Opioid abuse treatment is a big part of inmate health care. In a presentation on the program that she gave last year, O’Connor said data from 2020 shows that of all admissions to Maine correctional facilities, 75% of men and 86% of women required substance abuse treatment.

Sublocade has been offered to inmates in only a few prisons around the country, O’Connor said, most of which are metropolitan correctional facilities in places like New York and California. That is due largely to the medication’s prohibitively high cost, which O’Connor estimated at about $1,500 a dose.

O’Connor said the Sublocade’s high price tag is “incredibly frustrating,” adding it is available for half the price just 90 miles away from the jail, across the Canadian border.

The cost of Sublocade and Suboxone end up being about the same, however, after factoring in costs associated with administering the medication daily to hundreds of inmates.

“Administering the daily medication, you probably have 10 people in the room,” O’Connor said, “and it would take 15 to 20 minutes to get everything done properly in terms of the medication — mouth checks, taking the medication, drinking water, eating crackers, changing their shirt. This is just a single trip once a month to the medical bay, where patients get the injectable into their abdomen.”


O’Connor has written a scientific study based on the results of the Somerset County Jail’s pilot program, with the aim of showing other rural jails that Sublocade can be a feasible alternative for opioid addiction treatment if they can cover the cost. Her paper is still under review, although she said several jails across the state have reached out about implementing similar programs.

The Somerset County Jail was able to afford the project through a grant from Maine’s Office of Behavioral Health and Gordon Smith, the state’s opioid response director.

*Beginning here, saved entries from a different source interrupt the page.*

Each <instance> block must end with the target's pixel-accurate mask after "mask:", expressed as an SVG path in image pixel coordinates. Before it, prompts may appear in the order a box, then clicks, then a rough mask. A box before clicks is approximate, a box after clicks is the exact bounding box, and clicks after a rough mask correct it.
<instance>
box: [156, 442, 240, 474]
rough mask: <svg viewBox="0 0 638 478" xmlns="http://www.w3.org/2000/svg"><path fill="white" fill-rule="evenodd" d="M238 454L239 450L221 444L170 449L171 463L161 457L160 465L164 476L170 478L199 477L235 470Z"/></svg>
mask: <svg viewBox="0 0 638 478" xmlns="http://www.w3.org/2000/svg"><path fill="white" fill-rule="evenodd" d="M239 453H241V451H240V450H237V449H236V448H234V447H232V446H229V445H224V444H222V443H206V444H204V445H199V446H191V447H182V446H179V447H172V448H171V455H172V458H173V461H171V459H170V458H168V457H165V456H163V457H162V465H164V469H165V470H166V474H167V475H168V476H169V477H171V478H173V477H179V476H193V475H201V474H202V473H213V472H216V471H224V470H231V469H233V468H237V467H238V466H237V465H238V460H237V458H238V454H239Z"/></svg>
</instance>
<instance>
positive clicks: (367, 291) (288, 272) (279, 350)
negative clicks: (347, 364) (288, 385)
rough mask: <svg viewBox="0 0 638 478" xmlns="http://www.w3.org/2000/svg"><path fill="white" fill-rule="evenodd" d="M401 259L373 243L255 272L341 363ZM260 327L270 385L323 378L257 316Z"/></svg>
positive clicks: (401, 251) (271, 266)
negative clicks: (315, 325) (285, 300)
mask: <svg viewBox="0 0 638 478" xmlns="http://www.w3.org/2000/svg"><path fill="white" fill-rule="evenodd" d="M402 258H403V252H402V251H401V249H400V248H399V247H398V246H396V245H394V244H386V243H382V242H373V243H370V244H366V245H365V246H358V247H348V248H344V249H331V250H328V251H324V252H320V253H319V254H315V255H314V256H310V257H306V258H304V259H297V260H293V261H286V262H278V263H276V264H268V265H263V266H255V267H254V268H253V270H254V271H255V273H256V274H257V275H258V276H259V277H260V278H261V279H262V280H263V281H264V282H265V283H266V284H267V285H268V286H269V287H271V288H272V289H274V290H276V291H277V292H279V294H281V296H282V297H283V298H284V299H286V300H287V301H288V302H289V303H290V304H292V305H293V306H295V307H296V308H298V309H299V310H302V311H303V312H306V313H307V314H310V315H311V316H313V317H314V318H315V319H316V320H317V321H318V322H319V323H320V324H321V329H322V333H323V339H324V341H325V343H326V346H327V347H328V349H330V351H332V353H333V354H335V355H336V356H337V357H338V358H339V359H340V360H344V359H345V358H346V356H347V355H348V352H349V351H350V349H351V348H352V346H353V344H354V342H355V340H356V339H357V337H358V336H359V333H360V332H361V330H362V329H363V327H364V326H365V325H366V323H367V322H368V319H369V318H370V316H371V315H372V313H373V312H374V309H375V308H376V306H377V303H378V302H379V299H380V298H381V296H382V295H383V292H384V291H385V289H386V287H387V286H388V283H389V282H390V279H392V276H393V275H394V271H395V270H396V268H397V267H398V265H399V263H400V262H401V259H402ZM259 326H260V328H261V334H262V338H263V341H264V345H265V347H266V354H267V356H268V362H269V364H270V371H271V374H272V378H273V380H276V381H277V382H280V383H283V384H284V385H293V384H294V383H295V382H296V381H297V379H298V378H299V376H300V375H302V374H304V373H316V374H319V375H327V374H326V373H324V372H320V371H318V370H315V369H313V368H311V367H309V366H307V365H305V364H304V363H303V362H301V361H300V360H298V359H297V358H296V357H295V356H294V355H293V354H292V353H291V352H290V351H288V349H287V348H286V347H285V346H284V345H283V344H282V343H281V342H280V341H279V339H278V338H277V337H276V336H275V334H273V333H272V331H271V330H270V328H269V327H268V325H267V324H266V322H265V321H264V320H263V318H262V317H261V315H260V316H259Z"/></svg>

O’Connor said she seeks to expand the program by building similar partnerships between the state and other rural jails.

“To be honest, the only barrier is cost,” she said. “We really need the state’s support for that piece of it.”

Peters, who said he would not have entered recovery were it not for Sublocade, has joined O’Connor in advocating for the program’s expansion. To him, every life is worth saving, no matter the cost.

“When you see somebody get clean, you you really see the life come back into their soul,” he said. “Everyone’s worth saving. Everyone. That’s the biggest takeaway.”